North London Hospice loses £80,000 to shoplifters every year

Enfield Independent: Giuseppe Romano wants help from the community to help tackle shoplifting Giuseppe Romano wants help from the community to help tackle shoplifting

Shoplifters cost a hospice £80,000 every year in takings that could be used to care for dying people and their families.

Giuseppe Romano, who runs the North London Hospice shop in High Road, Wood Green, said thieves cost his shop alone £3,000 a year, and across the hospice's 18 shops take between £60,000 and £80,000 of goods.

The shop manager said he has seen children as young as three and pensioners in their 80s stealing.

Mr Romano said: “All the good and expensive stuff which isn’t sold in the first few days of it being out is stolen by shoplifters.

“I have spoken to other charity shops and they all have the same problem.

“People think they are stealing from just another shop but this is a charity shop and everything that is stolen from the store is stolen from the charity.”

Mr Roman is appealing for customers to let staff know if they see thieves stealing goods.

He has enlisted help from Will Davies, a crime prevention specialist from the Metropolitan Police, who offered this advice.

Mr Davies said: “A lot of the time the best way to prevent shoplifters is to simply engage with them – just say hello when they come in the store or asked them if they need any help.

“This will let them know that you’ve noticed them and they will be less likely to try anything.”

Mr Davies also made changes to the shop's layout such as moving the till to the front of the shop so staff can see people come and go.

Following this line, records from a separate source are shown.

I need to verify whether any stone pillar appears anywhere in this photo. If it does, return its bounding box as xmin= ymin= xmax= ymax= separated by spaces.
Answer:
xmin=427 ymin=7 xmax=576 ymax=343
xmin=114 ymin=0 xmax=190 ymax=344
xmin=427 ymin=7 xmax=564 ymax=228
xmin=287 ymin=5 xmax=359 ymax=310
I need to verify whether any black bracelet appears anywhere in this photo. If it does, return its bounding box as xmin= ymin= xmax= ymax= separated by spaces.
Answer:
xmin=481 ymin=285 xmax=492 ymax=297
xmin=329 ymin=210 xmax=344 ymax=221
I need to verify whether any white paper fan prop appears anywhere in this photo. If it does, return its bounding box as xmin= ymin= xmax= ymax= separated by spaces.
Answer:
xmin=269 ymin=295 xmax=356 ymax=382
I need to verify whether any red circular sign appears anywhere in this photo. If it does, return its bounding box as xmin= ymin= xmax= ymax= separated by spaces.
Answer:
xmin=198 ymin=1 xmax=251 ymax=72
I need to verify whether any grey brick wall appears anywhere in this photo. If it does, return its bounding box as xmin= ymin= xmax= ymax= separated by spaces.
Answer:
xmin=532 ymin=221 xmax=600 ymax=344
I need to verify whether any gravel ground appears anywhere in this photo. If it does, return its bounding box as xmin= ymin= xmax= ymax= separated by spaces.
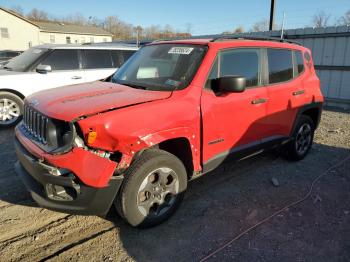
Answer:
xmin=0 ymin=107 xmax=350 ymax=261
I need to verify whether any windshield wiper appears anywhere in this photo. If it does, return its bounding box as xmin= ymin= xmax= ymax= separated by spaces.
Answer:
xmin=118 ymin=82 xmax=147 ymax=90
xmin=3 ymin=66 xmax=12 ymax=71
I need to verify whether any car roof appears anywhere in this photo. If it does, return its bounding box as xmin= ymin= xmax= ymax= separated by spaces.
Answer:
xmin=150 ymin=37 xmax=304 ymax=49
xmin=35 ymin=43 xmax=139 ymax=50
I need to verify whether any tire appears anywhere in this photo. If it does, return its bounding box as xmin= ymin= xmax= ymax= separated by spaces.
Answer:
xmin=114 ymin=149 xmax=187 ymax=228
xmin=0 ymin=92 xmax=23 ymax=128
xmin=283 ymin=115 xmax=315 ymax=161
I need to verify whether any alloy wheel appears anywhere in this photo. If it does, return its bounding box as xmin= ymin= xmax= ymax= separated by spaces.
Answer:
xmin=137 ymin=167 xmax=179 ymax=217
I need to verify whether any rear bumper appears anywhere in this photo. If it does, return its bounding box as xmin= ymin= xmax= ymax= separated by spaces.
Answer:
xmin=15 ymin=139 xmax=123 ymax=215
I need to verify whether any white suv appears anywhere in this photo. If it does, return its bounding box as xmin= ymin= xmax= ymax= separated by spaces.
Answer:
xmin=0 ymin=44 xmax=138 ymax=127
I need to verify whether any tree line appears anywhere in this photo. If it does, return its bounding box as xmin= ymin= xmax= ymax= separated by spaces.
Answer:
xmin=7 ymin=6 xmax=350 ymax=40
xmin=10 ymin=6 xmax=191 ymax=40
xmin=222 ymin=10 xmax=350 ymax=34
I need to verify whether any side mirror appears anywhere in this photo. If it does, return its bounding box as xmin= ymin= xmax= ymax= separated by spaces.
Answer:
xmin=36 ymin=65 xmax=52 ymax=74
xmin=216 ymin=76 xmax=246 ymax=93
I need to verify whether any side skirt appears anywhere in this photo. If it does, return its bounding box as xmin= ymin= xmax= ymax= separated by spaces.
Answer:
xmin=192 ymin=136 xmax=289 ymax=179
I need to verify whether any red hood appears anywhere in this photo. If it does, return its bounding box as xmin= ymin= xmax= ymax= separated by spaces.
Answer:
xmin=26 ymin=82 xmax=171 ymax=121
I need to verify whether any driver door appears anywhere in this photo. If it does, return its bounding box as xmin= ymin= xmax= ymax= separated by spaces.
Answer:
xmin=201 ymin=48 xmax=267 ymax=171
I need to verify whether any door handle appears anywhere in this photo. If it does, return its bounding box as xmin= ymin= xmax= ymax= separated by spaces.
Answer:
xmin=252 ymin=98 xmax=267 ymax=105
xmin=293 ymin=90 xmax=305 ymax=96
xmin=72 ymin=76 xmax=81 ymax=80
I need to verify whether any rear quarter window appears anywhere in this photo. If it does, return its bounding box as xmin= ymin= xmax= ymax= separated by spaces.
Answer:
xmin=40 ymin=49 xmax=79 ymax=71
xmin=267 ymin=49 xmax=293 ymax=84
xmin=111 ymin=50 xmax=136 ymax=68
xmin=84 ymin=50 xmax=113 ymax=69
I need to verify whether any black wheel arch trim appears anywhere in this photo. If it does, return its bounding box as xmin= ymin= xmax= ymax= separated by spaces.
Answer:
xmin=290 ymin=102 xmax=323 ymax=137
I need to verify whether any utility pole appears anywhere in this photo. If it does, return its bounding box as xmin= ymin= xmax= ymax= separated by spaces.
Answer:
xmin=281 ymin=12 xmax=286 ymax=39
xmin=135 ymin=26 xmax=142 ymax=46
xmin=269 ymin=0 xmax=275 ymax=31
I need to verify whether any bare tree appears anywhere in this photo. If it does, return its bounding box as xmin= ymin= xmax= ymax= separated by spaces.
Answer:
xmin=27 ymin=8 xmax=49 ymax=21
xmin=185 ymin=23 xmax=192 ymax=34
xmin=251 ymin=19 xmax=269 ymax=32
xmin=233 ymin=25 xmax=244 ymax=34
xmin=10 ymin=5 xmax=24 ymax=16
xmin=103 ymin=16 xmax=134 ymax=40
xmin=312 ymin=11 xmax=331 ymax=27
xmin=338 ymin=10 xmax=350 ymax=25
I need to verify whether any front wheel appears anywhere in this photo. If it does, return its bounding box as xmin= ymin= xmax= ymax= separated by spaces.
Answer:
xmin=115 ymin=149 xmax=187 ymax=227
xmin=0 ymin=92 xmax=23 ymax=127
xmin=284 ymin=115 xmax=315 ymax=161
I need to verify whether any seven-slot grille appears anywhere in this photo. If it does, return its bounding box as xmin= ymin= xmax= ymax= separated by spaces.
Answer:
xmin=23 ymin=105 xmax=49 ymax=144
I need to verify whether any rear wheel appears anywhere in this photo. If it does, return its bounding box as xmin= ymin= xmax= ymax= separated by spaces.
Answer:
xmin=284 ymin=115 xmax=315 ymax=161
xmin=0 ymin=92 xmax=23 ymax=127
xmin=115 ymin=149 xmax=187 ymax=227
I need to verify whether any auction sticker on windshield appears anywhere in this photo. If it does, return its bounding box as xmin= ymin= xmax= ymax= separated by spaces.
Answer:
xmin=168 ymin=46 xmax=193 ymax=55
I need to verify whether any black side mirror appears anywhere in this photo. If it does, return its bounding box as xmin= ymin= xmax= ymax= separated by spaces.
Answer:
xmin=216 ymin=76 xmax=246 ymax=93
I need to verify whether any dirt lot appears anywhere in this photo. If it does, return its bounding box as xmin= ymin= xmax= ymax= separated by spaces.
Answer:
xmin=0 ymin=111 xmax=350 ymax=261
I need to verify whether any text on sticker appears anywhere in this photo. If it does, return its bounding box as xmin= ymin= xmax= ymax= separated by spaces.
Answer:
xmin=168 ymin=46 xmax=193 ymax=55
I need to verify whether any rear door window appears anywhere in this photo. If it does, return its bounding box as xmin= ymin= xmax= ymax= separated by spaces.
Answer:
xmin=84 ymin=50 xmax=113 ymax=69
xmin=295 ymin=51 xmax=304 ymax=74
xmin=40 ymin=49 xmax=79 ymax=71
xmin=267 ymin=48 xmax=293 ymax=84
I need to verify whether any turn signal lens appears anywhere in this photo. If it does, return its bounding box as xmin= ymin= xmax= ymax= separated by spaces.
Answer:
xmin=87 ymin=131 xmax=97 ymax=144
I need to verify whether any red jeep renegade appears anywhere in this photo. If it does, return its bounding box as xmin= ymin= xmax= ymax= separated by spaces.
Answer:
xmin=15 ymin=38 xmax=323 ymax=226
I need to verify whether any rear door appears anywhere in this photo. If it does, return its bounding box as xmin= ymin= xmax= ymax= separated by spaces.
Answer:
xmin=264 ymin=48 xmax=302 ymax=139
xmin=201 ymin=48 xmax=267 ymax=170
xmin=82 ymin=49 xmax=116 ymax=82
xmin=31 ymin=49 xmax=85 ymax=92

The shop has also been made less cluttered and shop assistants have been trained to use the CCTV equipment properly.

Mr Davies added: “In a busy are like Wood Green charity shops are easy targets for most shoplifters because they don’t have the same level of security as most commercial shops.

“But simple things can go a long way and if these shops get help for the community this problem should become more manageable.”

However, Mr Davies stressed that should a shoplifter runaway staff members and the public should not chase them but call the police instead.